After the high volatility of the past couple of weeks, finally some calm is settling on the markets. European equity indices are all but flat and sovereign bond yields are fairly restrained, as the market’s gauge for volatility, the VIX Index , continues to fall. However, after all that has gone before and knowing what we have got ahead of us, the chances are that this morning is merely a brief respite before the next bout of volatility hits the market.
Forex markets remain choppy, seemingly throwing out a series of mixed signals all over the place. I was caught yesterday starting to believe that the dollar was beginning to suffer. However a turnaround in the second half of the day put that theory to bed pretty quickly. The truth is that forex markets are going through an uncertain phase of trading, looking for the next trend. In this scenario we need to have confirmation of any signals before moving with conviction. The charts are littered with false signals and it is easy to make mistakes trading in front of confirmation.
The euro is a good example. A nice higher low posted around $1.2600, but with a recovery building nicely, near term support at $1.2700 has today been breached. This leaves EUR/USD with a very difficult outlook to decipher. I have seen $1.2700 as a near term watershed, but having breached this support level this morning, the euro is currently trading around $1.2700. The rebound for the dollar in the past 24 hours has turned sentiment on its head again and I am concerned that there will be a test of $1.2600 again, however the break of $1.2700 has not been clean and could once more be a false signal.
The move lower in the euro was driven by the reports that the ECB was readying a programme of corporate bond purchases within the Eurozone, although this has since been denied. This morning also there are reports that 11 out of the 600 banks are set to fail the Asset Quality Review stress tests (results announced on Sunday), although again unconfirmed.
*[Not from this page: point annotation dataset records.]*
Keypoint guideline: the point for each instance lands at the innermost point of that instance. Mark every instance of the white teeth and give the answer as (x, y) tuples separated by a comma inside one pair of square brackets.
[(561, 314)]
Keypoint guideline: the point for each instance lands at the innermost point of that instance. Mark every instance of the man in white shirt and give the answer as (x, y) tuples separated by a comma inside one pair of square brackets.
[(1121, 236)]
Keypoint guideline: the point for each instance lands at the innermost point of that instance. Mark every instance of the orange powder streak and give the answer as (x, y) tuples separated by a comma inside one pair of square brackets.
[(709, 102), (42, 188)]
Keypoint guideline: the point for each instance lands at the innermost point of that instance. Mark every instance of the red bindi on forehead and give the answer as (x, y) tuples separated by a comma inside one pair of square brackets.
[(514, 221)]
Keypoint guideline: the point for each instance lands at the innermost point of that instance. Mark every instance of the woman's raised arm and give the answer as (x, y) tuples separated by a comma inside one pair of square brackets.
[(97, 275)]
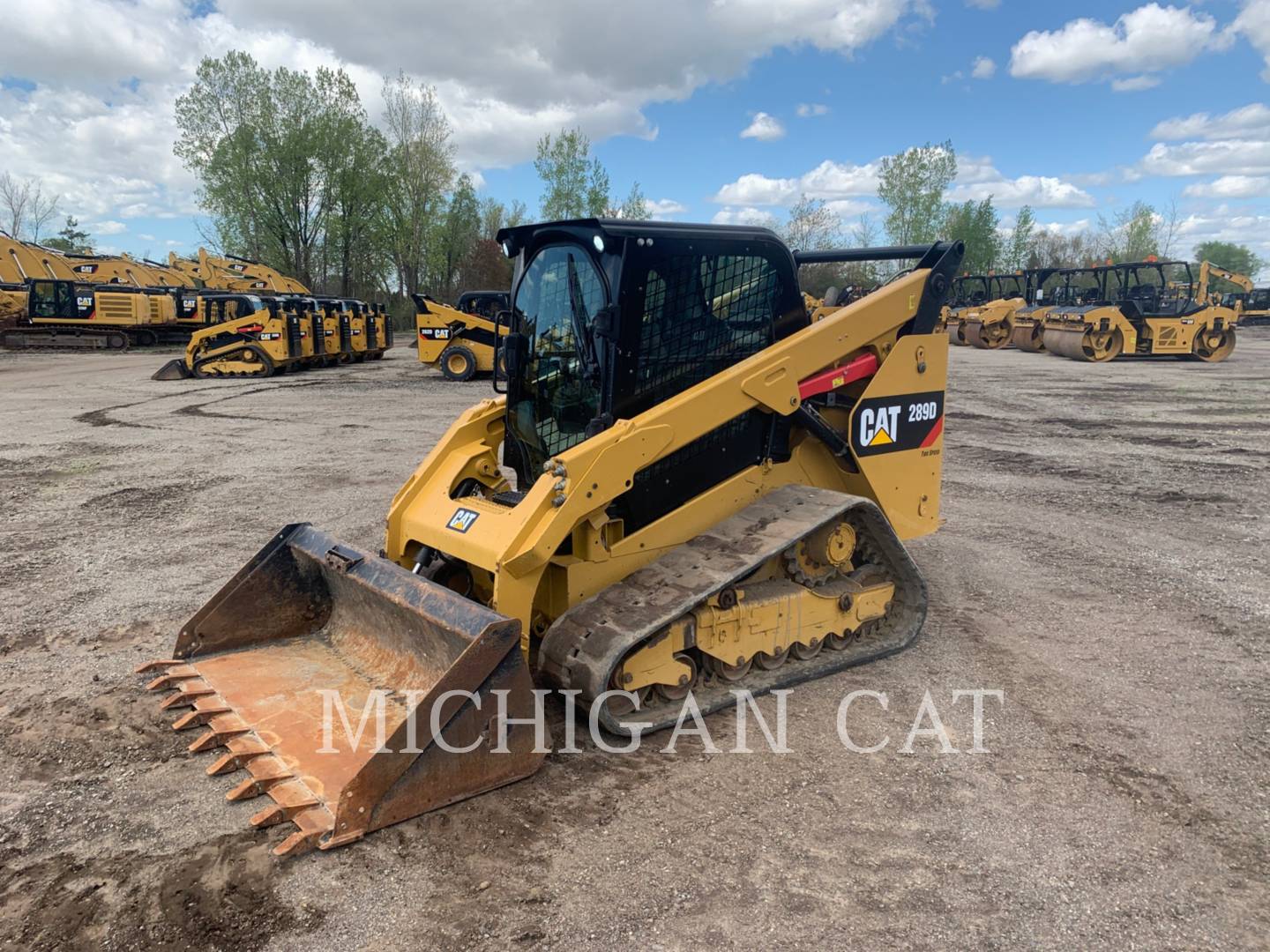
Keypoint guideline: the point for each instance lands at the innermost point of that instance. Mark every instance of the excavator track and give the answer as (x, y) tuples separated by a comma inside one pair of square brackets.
[(586, 645)]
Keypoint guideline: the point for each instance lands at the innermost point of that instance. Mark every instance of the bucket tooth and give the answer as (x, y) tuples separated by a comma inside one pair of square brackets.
[(197, 718), (169, 678), (159, 666), (290, 799), (312, 824), (242, 747), (187, 695)]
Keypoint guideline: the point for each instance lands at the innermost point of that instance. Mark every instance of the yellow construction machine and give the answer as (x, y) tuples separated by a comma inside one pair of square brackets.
[(233, 273), (1147, 309), (460, 339), (990, 326), (712, 493), (1067, 287)]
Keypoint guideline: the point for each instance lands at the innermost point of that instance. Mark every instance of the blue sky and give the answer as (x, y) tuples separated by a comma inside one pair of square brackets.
[(1082, 109)]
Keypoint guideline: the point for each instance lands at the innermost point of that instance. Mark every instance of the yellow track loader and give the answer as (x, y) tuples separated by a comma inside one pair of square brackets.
[(1148, 309), (712, 493), (461, 339), (233, 273), (248, 337)]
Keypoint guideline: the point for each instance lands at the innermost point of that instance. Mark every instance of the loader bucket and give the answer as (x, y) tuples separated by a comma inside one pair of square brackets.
[(306, 643), (173, 369)]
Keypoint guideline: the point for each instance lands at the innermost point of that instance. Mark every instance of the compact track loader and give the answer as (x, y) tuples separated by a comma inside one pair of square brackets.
[(247, 337), (1149, 309), (460, 340), (712, 493)]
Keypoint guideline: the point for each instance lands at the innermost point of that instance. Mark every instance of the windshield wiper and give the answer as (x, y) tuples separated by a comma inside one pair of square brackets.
[(586, 346)]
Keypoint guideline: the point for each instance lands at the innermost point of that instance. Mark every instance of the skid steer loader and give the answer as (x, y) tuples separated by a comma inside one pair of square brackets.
[(712, 493), (1148, 309), (245, 337), (460, 340)]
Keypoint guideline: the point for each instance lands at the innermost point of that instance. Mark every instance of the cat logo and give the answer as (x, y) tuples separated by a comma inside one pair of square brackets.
[(879, 427), (461, 521)]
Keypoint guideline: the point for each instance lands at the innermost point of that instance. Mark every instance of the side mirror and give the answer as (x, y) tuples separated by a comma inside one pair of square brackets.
[(605, 325)]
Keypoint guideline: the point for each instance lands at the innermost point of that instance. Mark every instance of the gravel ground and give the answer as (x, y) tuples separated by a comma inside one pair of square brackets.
[(1104, 565)]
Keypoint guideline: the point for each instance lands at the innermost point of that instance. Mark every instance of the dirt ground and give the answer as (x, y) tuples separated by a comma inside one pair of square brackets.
[(1104, 565)]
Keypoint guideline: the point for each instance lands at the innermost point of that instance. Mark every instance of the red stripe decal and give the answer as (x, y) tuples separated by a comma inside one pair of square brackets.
[(934, 435), (863, 366)]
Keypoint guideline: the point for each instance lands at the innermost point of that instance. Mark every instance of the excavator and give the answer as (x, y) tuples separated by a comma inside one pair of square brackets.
[(1147, 309), (460, 339), (234, 273), (1071, 287), (990, 326), (712, 493)]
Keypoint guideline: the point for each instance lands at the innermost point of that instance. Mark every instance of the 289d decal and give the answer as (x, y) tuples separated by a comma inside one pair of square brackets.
[(893, 423)]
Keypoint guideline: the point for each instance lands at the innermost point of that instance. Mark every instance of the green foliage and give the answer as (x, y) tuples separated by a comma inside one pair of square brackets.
[(1019, 248), (1132, 235), (71, 239), (1229, 256), (574, 184), (635, 205), (977, 225), (912, 184)]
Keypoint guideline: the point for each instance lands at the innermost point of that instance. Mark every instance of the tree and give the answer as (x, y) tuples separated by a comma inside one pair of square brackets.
[(25, 208), (459, 233), (1131, 235), (635, 206), (1227, 254), (1019, 248), (71, 239), (422, 161), (977, 225), (813, 227), (574, 184), (265, 149), (912, 184)]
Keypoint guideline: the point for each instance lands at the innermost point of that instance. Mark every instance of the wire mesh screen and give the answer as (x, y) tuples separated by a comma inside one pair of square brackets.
[(701, 315)]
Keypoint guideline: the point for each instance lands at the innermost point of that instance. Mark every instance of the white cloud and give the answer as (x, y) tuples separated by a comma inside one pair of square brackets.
[(978, 179), (1231, 187), (100, 126), (1254, 23), (1222, 158), (1147, 40), (830, 181), (765, 129), (664, 208), (1065, 227), (1250, 121), (743, 216), (1134, 84)]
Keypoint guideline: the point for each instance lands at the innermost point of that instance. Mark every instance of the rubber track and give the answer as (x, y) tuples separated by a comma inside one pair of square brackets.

Cable is another major that has suffered in its outlook over the past 24 hours. Yesterday with the resistance of the downtrend creaking under the strain of a sterling rally a sharp turnaround has seen $1.6080 support breached this morning. The release of the Bank of England meeting minutes was largely as expected at 7-2 in favour of keeping interest rates flat.
However, the suggestion that the outlook for inflation gives little justification for a rate hike has given the market the excuse to hit sterling again. Despite this the key near term support has held around $1.6020 today and the outlook is mixed once more.
Also add into the mix, the fact that Dollar/Yen has gone basically no where in the past 3 days around 107.00, but has struggled at 107.50 resistance and left 106.22 support. Technical indicators are all but neutral now too.
This all suggests that the major forex pairs are waiting for the next big catalyst. This could come with US CPI inflation this afternoon. The expectation for the release at 13:30BST is for a slight dip to 1.6% (from 1.7%). Any miss of this data (UK inflation missed by 0.2% last week) and this could put big pressure back on the dollar once more. The Dollar Index is still in its downtrend channel.
The big question is whether this downtrend channel over the past few weeks is the beginning of a longer corrective phase, or turns out to be some sort of falling wedge/flag formation. If the dollar continues to rally from here, the bulls could be hard to suppress, especially if the Dollar Index breaks above 86.01 resistance (currently at 85.52). Note also though that the 21 day moving average having been a basis of support could also now be a basis of resistance at 85.54.
There are some significant data releases that could impact the situation, with US inflation just the beginning. The flash PMIs throughout tomorrow (China, Germany and the US) could hold huge sway on how the dollar performs in the next few days. That is also not to mention the US New Home Sales (Friday) and the results of the ECB’s Asset Quality Review on Sunday.
This all suggests that forex markets are on a knife edge at the moment and they could easily tip either way. This morning’s price action could just prove to be the calm before the storm.